L’ombre de la « haute trahison » plane

Mais le véritable enjeu ne s’arrête pas à quelques téléphones bienveillants entre vieux amis. Ce que Macky Sall redoute par-dessus tout, c’est cette accusation de « haute trahison » qui semble planer comme une épée de Damoclès au-dessus de sa tête. Il le sait : si le Pastef, parti d’Ousmane Sonko, l’actuel Premier ministre du Sénégal, parvient à obtenir la majorité des trois cinquièmes à l’Assemblée nationale, les portes du tribunal pourraient bien s’ouvrir devant lui. Et cela, Alassane Ouattara ne saurait le tolérer. Voir son vieil ami traîné devant la justice pour des années de politique douteuse, cela ferait désordre. Alors, à défaut de rétablir sa réputation, autant lui prodiguer les bons conseils pour se faire oublier.

Ce duo de présidents apparaît comme un étrange symbole des politiques africaines en quête de survie à tout prix. Un chef d’État qui conseille un ancien homologue, comme dans une scène de complot, pour échapper aux foudres du peuple et de la justice. Où est la dignité ? Où est la responsabilité envers leurs nations ? Les générations qui suivent ne retiennent que les stratégies de fuite et d’évitement, tandis que les jeunes leaders qui aspirent à la transformation et à la justice sont mis à l’écart.

La fuite comme seul horizon ?

Pendant qu’Ouattara et Macky Sall échangent stratégies et conseils en terrain neutre, leurs pays respectifs bouillonnent. Les populations ivoiriennes et sénégalaises, dont les voix ne semblent jamais parvenir jusqu’à ces hauts lieux de décision, cherchent à comprendre : que font leurs leaders, sinon se soustraire à la reddition des comptes ? La fuite comme seul horizon, l’esquive comme ultime projet politique. Tout cela alors que le continent africain est traversé par un élan de réappropriation et de dignité, de Bamako à Niamey en passant par Ouagadougou.

Ces présidents, qui préfèrent la France et ses dorures à leurs propres contrées, ressemblent désormais à des fantômes. On les aperçoit parfois à Paris, se chuchotant des mots d’encouragement pour échapper aux tempêtes politiques et aux grondements populaires. Mais, qu’ils le veuillent ou non, l’Afrique bouge, l’Afrique exige. Et un jour, peut-être, ils se rendront compte que toutes les discussions dans les salons feutrés de l’Hexagone n’effaceront pas les mémoires de leurs peuples.

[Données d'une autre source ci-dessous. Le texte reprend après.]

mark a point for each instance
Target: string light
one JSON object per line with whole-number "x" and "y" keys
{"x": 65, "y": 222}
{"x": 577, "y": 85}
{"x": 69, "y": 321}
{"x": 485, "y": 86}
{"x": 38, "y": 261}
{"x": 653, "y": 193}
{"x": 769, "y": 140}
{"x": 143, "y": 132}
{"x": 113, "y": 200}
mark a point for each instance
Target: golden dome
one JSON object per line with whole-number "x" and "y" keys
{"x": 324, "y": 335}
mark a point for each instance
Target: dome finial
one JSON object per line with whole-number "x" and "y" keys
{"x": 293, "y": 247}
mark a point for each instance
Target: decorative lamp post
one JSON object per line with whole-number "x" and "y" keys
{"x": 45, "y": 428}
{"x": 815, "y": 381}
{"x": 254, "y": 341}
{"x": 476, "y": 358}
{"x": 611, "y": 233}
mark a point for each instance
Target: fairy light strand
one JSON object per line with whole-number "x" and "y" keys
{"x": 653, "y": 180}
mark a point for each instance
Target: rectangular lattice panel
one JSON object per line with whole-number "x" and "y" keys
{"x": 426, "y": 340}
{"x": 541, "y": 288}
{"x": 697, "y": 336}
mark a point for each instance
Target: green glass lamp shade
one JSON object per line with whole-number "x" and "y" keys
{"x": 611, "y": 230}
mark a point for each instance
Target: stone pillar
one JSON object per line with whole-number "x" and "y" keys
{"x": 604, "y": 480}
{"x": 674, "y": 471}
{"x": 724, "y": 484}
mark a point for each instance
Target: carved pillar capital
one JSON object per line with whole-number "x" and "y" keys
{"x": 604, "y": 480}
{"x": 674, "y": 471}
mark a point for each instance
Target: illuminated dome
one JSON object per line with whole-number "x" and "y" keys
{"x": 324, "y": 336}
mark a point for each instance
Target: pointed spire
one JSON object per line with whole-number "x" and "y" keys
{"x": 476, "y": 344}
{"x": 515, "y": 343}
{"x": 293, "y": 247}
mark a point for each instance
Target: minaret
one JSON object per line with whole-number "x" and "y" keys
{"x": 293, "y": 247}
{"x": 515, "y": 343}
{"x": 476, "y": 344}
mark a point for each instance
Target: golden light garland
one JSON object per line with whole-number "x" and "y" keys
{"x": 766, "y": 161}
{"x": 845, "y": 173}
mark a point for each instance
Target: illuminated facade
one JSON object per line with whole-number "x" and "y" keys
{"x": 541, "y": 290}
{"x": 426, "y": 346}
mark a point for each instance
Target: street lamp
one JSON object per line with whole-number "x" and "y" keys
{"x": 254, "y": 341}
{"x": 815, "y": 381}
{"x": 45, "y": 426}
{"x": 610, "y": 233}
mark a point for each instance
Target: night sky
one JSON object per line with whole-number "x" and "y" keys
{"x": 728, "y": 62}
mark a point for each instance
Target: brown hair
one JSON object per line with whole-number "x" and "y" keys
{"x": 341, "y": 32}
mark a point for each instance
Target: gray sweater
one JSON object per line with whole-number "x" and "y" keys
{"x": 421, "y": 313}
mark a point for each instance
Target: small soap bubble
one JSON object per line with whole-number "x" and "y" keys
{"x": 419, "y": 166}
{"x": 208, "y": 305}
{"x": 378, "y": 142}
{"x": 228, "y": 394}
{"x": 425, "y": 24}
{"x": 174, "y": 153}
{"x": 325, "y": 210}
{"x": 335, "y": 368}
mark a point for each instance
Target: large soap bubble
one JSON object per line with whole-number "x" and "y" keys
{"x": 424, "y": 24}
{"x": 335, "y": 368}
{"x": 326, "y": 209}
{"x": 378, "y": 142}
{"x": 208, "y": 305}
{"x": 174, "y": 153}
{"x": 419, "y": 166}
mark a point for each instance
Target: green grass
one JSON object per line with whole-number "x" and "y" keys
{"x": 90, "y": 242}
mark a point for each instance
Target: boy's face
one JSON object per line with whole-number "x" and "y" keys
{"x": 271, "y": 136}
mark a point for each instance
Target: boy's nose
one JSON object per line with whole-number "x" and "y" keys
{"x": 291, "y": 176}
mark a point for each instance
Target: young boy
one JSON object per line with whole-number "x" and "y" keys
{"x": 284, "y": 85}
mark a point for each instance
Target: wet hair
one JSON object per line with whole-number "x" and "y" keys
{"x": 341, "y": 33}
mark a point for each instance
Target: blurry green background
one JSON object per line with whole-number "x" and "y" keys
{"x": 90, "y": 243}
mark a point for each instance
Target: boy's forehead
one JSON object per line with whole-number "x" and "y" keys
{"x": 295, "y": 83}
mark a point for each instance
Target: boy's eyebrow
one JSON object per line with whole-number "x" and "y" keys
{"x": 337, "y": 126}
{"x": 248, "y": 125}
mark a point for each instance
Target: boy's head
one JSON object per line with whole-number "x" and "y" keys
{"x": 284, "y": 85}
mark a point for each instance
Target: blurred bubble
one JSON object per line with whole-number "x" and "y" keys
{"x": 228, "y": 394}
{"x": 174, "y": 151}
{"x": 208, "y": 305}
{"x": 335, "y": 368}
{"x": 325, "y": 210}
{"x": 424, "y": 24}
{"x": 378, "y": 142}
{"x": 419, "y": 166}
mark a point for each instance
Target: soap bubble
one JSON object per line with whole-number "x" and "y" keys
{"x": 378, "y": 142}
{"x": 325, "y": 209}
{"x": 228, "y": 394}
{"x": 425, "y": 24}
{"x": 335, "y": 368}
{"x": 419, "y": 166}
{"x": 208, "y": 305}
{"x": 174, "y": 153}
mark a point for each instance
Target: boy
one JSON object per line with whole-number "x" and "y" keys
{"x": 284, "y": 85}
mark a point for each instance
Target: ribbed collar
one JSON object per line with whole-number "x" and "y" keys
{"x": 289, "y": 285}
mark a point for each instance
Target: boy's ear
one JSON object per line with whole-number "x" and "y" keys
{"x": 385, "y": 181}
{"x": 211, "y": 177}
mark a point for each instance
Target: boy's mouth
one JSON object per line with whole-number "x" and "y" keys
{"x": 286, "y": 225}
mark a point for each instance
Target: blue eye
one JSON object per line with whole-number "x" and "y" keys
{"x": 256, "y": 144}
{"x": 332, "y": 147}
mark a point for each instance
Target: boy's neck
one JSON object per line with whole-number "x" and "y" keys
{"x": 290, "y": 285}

Macky et Alassane : le dernier acte

Les actions de Macky Sall et d’Alassane Ouattara ressemblent aux derniers soubresauts d’une époque révolue. Leur influence s’effrite, et leurs tactiques ne convainquent plus grand monde. Alors que le peuple sénégalais se prépare à écrire un nouveau chapitre de son histoire, Alassane Ouattara, en marionnettiste dévoué, tente encore de tirer les ficelles pour étouffer les élans de liberté qui émanent de la jeunesse africaine. Mais cette jeunesse n’a plus de temps pour les reliques du passé ; elle veut écrire son avenir sans tutelle, sans jeux de coulisses, et sans conseils de ceux qui, pour leur propre profit, ont renoncé à être les garants de leur liberté.